Some of this has come to pass. We have technology at home for everything from booking tickets to school use … oh and games. Agri­culture like many local industries files forms electronically. The tax return is done in the same way.

So there are few aspects to modern life that cannot be done without the internet. Facebook and Twitter are a huge part of many people’s lives. My two-year-old was found in the plastic ball pool yesterday playing with his sister’s laptop. No harm done. No intimate Facebook message dispatched. Just observation and copy in full flow.

So Shetland is as dependent on the internet as anywhere. Flybe’s summer sale online at the weekend caused the usual connection prob­lems.

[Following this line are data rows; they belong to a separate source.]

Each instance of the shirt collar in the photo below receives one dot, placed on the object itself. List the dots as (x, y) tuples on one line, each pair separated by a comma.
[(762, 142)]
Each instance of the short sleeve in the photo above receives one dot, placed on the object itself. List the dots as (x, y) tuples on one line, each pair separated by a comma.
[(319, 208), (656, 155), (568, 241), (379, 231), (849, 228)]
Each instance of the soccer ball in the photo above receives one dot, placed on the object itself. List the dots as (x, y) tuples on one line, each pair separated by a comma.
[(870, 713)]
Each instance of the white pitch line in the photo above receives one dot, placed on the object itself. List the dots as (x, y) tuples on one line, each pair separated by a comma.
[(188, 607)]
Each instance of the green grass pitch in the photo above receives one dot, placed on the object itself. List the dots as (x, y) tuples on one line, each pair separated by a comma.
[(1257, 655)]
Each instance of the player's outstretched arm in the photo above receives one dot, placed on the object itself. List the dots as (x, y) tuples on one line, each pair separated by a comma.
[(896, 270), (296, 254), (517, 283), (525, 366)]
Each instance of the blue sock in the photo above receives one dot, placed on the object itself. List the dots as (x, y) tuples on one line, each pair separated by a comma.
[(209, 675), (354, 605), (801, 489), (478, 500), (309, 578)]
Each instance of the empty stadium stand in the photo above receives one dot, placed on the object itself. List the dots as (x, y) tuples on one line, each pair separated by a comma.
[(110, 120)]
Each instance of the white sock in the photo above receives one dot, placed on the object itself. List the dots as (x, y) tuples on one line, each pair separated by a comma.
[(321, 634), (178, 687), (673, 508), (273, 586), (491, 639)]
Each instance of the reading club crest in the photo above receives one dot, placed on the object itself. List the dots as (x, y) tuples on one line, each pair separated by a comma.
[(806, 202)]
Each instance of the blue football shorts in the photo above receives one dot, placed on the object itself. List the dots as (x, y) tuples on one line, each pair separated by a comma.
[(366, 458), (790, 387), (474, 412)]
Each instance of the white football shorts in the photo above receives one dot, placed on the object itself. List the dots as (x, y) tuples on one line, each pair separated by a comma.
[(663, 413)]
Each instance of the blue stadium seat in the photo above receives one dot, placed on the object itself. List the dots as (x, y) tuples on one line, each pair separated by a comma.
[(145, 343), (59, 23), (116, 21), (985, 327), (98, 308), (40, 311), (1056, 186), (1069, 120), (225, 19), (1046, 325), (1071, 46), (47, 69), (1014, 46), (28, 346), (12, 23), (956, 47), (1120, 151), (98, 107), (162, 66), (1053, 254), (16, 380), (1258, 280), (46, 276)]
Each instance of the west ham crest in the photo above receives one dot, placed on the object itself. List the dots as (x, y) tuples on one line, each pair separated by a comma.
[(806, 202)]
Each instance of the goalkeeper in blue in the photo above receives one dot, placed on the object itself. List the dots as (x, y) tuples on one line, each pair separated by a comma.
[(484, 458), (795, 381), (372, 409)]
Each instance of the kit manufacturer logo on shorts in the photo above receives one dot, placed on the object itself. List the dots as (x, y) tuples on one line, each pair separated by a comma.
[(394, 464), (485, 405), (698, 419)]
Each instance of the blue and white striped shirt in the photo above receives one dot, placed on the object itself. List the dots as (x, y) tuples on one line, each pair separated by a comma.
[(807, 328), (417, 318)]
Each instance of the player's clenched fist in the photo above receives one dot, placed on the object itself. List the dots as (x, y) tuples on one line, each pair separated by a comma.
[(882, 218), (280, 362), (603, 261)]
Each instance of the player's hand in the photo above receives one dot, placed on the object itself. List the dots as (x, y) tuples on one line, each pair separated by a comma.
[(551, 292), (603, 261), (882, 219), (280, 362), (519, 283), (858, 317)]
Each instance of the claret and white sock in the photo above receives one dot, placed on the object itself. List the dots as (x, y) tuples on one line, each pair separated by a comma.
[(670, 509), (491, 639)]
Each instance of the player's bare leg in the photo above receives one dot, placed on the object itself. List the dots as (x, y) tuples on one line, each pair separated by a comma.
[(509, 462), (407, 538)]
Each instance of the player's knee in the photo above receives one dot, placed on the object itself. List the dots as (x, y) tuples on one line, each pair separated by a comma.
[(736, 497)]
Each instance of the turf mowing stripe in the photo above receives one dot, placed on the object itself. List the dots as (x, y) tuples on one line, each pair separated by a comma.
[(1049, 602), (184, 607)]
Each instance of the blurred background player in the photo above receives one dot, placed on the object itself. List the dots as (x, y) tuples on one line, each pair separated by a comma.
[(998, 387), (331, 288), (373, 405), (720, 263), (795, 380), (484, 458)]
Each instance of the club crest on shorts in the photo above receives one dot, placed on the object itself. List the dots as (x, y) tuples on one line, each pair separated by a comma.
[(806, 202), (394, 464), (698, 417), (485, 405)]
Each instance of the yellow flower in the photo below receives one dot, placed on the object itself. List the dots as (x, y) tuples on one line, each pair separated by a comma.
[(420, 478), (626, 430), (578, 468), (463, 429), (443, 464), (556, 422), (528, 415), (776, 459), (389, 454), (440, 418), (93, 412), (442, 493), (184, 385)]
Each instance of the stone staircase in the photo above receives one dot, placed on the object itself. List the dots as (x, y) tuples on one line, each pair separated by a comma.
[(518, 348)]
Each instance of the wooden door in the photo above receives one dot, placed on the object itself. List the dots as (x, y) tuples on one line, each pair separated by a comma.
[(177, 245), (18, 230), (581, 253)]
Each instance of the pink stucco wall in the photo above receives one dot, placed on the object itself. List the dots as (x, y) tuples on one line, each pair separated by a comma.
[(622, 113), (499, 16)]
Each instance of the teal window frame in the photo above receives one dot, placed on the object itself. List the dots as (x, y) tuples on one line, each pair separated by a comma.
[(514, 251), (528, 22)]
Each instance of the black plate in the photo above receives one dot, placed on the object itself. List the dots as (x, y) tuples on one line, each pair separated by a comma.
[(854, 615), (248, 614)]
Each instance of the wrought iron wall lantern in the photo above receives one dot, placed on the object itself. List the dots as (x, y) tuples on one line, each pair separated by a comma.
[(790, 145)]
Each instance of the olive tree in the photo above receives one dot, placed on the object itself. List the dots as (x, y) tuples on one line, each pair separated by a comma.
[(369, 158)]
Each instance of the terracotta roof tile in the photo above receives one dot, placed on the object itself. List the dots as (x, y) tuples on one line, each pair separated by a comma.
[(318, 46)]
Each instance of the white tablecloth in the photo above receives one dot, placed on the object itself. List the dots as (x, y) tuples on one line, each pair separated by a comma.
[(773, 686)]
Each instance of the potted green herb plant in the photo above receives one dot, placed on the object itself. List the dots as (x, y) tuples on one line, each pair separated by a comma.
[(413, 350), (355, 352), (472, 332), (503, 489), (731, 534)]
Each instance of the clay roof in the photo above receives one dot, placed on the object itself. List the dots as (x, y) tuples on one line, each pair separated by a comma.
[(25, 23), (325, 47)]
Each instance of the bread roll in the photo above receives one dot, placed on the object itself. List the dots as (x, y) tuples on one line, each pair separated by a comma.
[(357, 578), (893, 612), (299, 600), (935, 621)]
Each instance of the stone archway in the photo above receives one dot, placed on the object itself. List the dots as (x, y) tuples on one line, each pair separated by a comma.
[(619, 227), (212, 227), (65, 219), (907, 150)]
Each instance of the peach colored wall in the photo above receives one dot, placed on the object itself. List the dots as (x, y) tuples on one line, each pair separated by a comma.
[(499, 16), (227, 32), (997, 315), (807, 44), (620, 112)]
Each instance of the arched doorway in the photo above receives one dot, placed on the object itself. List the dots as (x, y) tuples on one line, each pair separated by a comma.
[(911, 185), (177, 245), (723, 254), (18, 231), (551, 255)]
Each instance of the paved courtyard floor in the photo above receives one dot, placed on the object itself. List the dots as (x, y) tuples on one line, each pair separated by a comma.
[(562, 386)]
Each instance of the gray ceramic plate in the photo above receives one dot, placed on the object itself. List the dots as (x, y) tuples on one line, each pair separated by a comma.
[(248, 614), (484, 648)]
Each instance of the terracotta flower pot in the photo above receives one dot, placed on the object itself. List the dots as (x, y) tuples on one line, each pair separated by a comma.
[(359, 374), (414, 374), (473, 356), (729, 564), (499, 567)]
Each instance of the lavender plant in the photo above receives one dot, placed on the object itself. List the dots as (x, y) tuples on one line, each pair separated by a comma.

Unsurprisingly many local folk sought to buy cheaper flights before the midnight Sunday cut-off but couldn’t get to the Flybe website because many were doing exactly the same. Or so I presume.

And with Tall Ships in Shetland it was the sheer quantity of laptops, mobiles and other devices needing connections that appeared to be the challenge. A quick scan of You-Tube and similar showed how many photographs and videos of ships, music and people appeared online pretty well instantaneously over the weekend.

People want their experience available to the world via the web immediately. There is a stat on how many of us will obtain online infor­mation from a mobile rather than a “traditional” laptop or pc in the coming years. It’s above 50 per cent already. So that remorseless trend will ask for technical solutions from BT and the like.

So where does all this go? Few are prepared to put up with a second hand service, ie a slow one, or one that doesn’t work at all, even for a few minutes. That’s not the way people live their lives in this rushed century.

So this summer has brought home a pretty stark truth to me. That the companies who provide telecom services to Shetland need to get better. We have a busy tourism year, we have a still developing oil and gas industry with an insatiable desire for always on, real time information flows.

So speed is of the essence. Time for islanders to see a better service.